A medida representa uma mudança significativa no sistema disciplinar da magistratura brasileira. Até então, a aposentadoria compulsória era considerada a punição administrativa máxima para juízes que cometiam irregularidades.
Na prática, porém, a medida sempre foi alvo de críticas porque, mesmo afastado da função, o magistrado continuava recebendo remuneração proporcional ao tempo de serviço, o que frequentemente era interpretado como uma espécie de benefício e não como punição efetiva.
Com o novo entendimento firmado por Dino, casos graves devem resultar na perda do cargo, com a consequente perda do salário.
Segundo o ministro, uma emenda constitucional aprovada em 2019 já havia eliminado a chamada aposentadoria compulsória punitiva, o que reforça a necessidade de um sistema disciplinar mais efetivo dentro do Judiciário.
“Não faz mais sentido que os magistrados fiquem imunes a um sistema efetivo de responsabilidade disciplinar, com a repudiada e já revogada aposentadoria compulsória punitiva”, escreveu o ministro na decisão.
Dino destacou ainda que, devido à vitaliciedade do cargo de magistrado, a perda da função depende de decisão judicial.

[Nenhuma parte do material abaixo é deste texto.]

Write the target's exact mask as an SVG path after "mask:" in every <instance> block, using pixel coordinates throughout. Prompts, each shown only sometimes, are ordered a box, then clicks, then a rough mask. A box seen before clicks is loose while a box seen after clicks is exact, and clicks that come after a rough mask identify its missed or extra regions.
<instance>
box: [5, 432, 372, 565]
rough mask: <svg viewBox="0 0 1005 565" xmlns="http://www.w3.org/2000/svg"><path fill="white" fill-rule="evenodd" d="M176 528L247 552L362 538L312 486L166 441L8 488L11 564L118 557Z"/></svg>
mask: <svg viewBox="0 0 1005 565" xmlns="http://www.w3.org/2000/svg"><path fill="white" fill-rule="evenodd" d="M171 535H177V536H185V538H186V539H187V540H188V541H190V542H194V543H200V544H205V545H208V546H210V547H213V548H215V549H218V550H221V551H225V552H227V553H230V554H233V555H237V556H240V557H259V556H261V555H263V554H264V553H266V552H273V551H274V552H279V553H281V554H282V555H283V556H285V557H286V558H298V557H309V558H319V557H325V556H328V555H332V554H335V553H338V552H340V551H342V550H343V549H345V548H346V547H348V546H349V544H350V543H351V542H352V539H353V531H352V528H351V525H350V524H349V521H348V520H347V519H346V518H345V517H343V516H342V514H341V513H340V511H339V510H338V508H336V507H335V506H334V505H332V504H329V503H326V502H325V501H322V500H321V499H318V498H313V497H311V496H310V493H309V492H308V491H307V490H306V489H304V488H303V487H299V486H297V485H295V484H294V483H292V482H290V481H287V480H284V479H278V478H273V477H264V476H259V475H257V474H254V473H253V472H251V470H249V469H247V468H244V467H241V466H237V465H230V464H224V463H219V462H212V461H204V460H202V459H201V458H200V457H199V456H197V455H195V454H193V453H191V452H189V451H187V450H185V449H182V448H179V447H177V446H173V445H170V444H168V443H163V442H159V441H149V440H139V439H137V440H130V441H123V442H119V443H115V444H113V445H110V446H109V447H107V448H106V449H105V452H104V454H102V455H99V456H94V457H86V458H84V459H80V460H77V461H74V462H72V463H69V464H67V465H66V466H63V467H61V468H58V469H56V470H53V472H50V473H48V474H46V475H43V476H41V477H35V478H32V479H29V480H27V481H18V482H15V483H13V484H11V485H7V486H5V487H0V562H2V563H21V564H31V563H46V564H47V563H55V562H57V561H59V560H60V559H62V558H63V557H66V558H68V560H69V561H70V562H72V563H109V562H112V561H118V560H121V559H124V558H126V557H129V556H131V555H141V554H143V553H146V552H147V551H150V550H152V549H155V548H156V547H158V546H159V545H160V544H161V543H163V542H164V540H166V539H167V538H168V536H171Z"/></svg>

Assim, quando o CNJ concluir pela demissão, o caso deverá ser encaminhado ao Supremo Tribunal Federal, que analisará a medida.
A decisão vale para juízes e ministros do Superior Tribunal de Justiça (STJ), mas não se aplica aos ministros do próprio STF.
Caso analisado
A decisão foi tomada durante a análise de uma ação apresentada por um juiz afastado do Tribunal de Justiça do Rio de Janeiro (TJ-RJ), que buscava anular decisões do CNJ que resultaram em sua aposentadoria compulsória.
O magistrado atuava na Comarca de Mangaratiba (RJ) e foi punido após investigações apontarem diversas irregularidades em sua atuação.
Entre as condutas apontadas pelo CNJ estão: favorecimento de grupos políticos da cidade;
liberação de bens bloqueados sem manifestação do Ministério Público;
direcionamento de processos para concessão de liminares em benefício de policiais militares ligados a milícias;
irregularidades no julgamento de ações envolvendo policiais militares que buscavam reintegração à corporação;
anotação irregular da sigla “PM” na capa de processos para identificar ações envolvendo policiais militares.
Após ser punido pelo Tribunal de Justiça do Rio de Janeiro e posteriormente pelo CNJ com aposentadoria compulsória, o magistrado acionou o Supremo Tribunal Federal.
A análise do caso levou o ministro Flávio Dino a estabelecer o novo entendimento sobre as punições disciplinares aplicadas a magistrados no país.